Ao meio-dia, com todos já acordados, a história sobre os
azuis é relatada ao grupo por Henrique e Fabiano, e que já era hora então deles
voltarem ao Rio de Janeiro, que a festa tinha sido boa, mas que as lendas
estavam virando realidade e então todos decidem que era hora de voltar ao mundo
real, e vão para Palmas, pegam um avião na manhã seguinte, e se dão por
satisfeitos, agora eram testemunhas dos Cara-Preta e dos azuis, a Ilha do
Bananal os tinha convencido de que a floresta é a mãe de todos os mistérios, e esta foi a sensação da aventura
de conhecer a natureza na sua essência, olhando de frente para todas as suas
lendas e descobrindo o mundo paralelo que de fato existia.

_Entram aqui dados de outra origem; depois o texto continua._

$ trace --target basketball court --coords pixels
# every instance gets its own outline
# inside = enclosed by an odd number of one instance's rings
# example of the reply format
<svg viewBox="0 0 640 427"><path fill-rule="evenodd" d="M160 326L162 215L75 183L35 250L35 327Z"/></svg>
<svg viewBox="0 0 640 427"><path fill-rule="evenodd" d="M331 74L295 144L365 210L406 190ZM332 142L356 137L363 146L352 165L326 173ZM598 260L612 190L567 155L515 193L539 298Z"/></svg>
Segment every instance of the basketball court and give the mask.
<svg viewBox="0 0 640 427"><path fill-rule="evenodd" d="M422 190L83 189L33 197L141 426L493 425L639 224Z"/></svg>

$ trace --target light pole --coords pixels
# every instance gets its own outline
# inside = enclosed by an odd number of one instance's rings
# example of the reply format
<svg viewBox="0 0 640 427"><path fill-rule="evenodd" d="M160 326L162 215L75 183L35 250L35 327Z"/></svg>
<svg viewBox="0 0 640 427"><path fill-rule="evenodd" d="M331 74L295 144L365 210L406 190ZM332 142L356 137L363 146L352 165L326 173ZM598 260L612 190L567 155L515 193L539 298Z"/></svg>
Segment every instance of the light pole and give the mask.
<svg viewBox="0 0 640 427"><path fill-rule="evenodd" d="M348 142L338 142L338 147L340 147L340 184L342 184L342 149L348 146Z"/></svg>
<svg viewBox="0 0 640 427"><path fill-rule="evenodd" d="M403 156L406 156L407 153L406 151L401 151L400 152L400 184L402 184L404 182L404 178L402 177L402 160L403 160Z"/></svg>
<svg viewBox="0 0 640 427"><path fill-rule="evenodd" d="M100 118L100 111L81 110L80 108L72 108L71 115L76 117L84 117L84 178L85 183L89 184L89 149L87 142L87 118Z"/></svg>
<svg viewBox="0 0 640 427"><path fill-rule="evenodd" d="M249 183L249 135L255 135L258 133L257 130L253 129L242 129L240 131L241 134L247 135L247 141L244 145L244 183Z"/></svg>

Pausânias, Rafik e Dumas voltam à caverna, passam novamente
pelo portal que brilhava de azul cobalto, entram de volta e convocam a ralé
para uma revolução, dão as armas brancas para trinta dos azuis da ralé, eles
tentam lutar contra os sacerdotes, mas os antídotos não são achados, pois o
mago negro líder da classe dos sacerdotes, percebendo que seu templo seria
invadido por um bando da ralé, logo atina que teria que quebrar e derramar
todos os potes de antídotos, no que os azuis da ralé, revoltados, confundem os
potes, dão para os leões, mas o encanto continua, eles obedecem fielmente o rei
Lísias, e os sacerdotes seus comandantes hipnóticos. Pausânias é condenado à morte
por liderar uma insurreição, Rafik e Dumas por conspiração, e os trinta da ralé
que tinham pego em armas são perdoados, pois tinham sido manipulados pelos três
bandidos que diziam das loucuras do mundo fora da caverna, quando todos os
habitantes da caverna são convencidos novamente de que tudo era fantasia, e que
o mundo real era a caverna e tudo que ali vivia.
Gustavo Bastos, filósofo e escritor.
Contos Psicodélicos – volume I (escrito em 18 e 19/10/2017).